The doctor patient relationship is a unique one, a precarious balance of trust and influence. Physicians must ultimately find a compassionate way to give their patients difficult news. Yet, this is not so easy. A study published in February found that physicians struggle with honesty, with over half admitting that they’ve been inappropriately optimistic when diagnosing their patients. Physicians have difficulty giving their patients the open, honest dialogue they need.

To address this, medical schools are adding courses in patient communication. Two decades ago, only a minority of schools taught communication skills, today, almost all of them do, including mock-patient workshops, where students can directly test their ability to talk with patients about complicated issues. One of the first of these courses was at Humboldt University in Berlin, Germany. This course, termed ‘breaking bad news,’ started in 2000 as a tiny group of only six students practicing role-playing. A decade later, the course has become a mandatory part of the curriculum and a model for physician communication classes worldwide.

Jessen, who has wide experience in giving poor diagnoses, has been part of the ‘breaking bad news’ course since the beginning. He teaches an especially popular session, where he brings in patients with whom he has had to make particularly difficult diagnoses, allowing students to directly speak to the patient. These conversations get to the heart of which parts of the diagnosis are most difficult for patients and what communication tactics are ultimately effective.

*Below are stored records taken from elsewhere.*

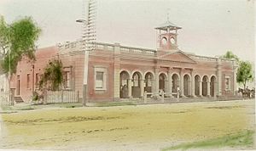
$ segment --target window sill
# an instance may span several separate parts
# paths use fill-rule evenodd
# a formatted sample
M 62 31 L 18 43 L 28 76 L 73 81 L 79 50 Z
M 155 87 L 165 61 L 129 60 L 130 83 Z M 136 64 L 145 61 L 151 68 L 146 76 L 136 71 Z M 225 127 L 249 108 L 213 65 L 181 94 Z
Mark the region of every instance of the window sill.
M 63 90 L 72 90 L 72 89 L 69 87 L 67 87 L 67 88 L 63 88 Z
M 106 88 L 95 88 L 95 91 L 106 91 Z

This evening, Jessen has brought Joseph, the young American man he diagnosed as HIV positive, seven years earlier. The setting is intimate, ten students gather about Jessen and his patient. The atmosphere is casual as Joseph begins to tell his story, the students gradually warming up, asking questions. Jessen is there to direct the course but mostly he lets the patient speak, preferring the informal nature of the session. To his surprise, Joseph becomes emotional. Although it has been almost a decade since his diagnosis, the patient begins to break down in front of the class, tears mixing into his difficult story and his memory of what it was like to be told he was HIV positive.

He met Jessen when he was just twenty years old at a club in Berlin. Like many of Jessen’s patients, their relationship encompasses trust and friendship, a bond that makes the difficult business of breaking bad news easier for the patient. In fact, Jessen argues that getting a difficult diagnosis is far easier from a family doctor, a person who has built a relationship with their patient and will be there for the long run, rather than a specialist.

Studies indicate that empathy plays a significant role in the clinical outcome for patients, further underlining the importance of the patient-doctor relationship. Physicians have a connection with their patients unlike any other profession. Doctors touch their patients, both physically laying hands on their heart and head, but also emotionally, representing a safe place to speak about hidden fears. A poor diagnosis involves intricate communication skills: the ability to explain as well as listen, to lead the patient into complex decision-making, and to involve those people the patient is closest to. Predictably, physicians trained in these communication skills are far less likely to suffer from ‘burn-out’ and psychiatric distress.

As Joseph speaks to the medical students he realizes that he has not entirely accepted his own difficult diagnosis. Despite the support and resources he’s received, the difficulty of his disease still weighs on him. Bad news may forever change the doctor-patient relationship but, at its core, giving patients the honesty and empathy they need is as critical to a diagnosis as any PCR test.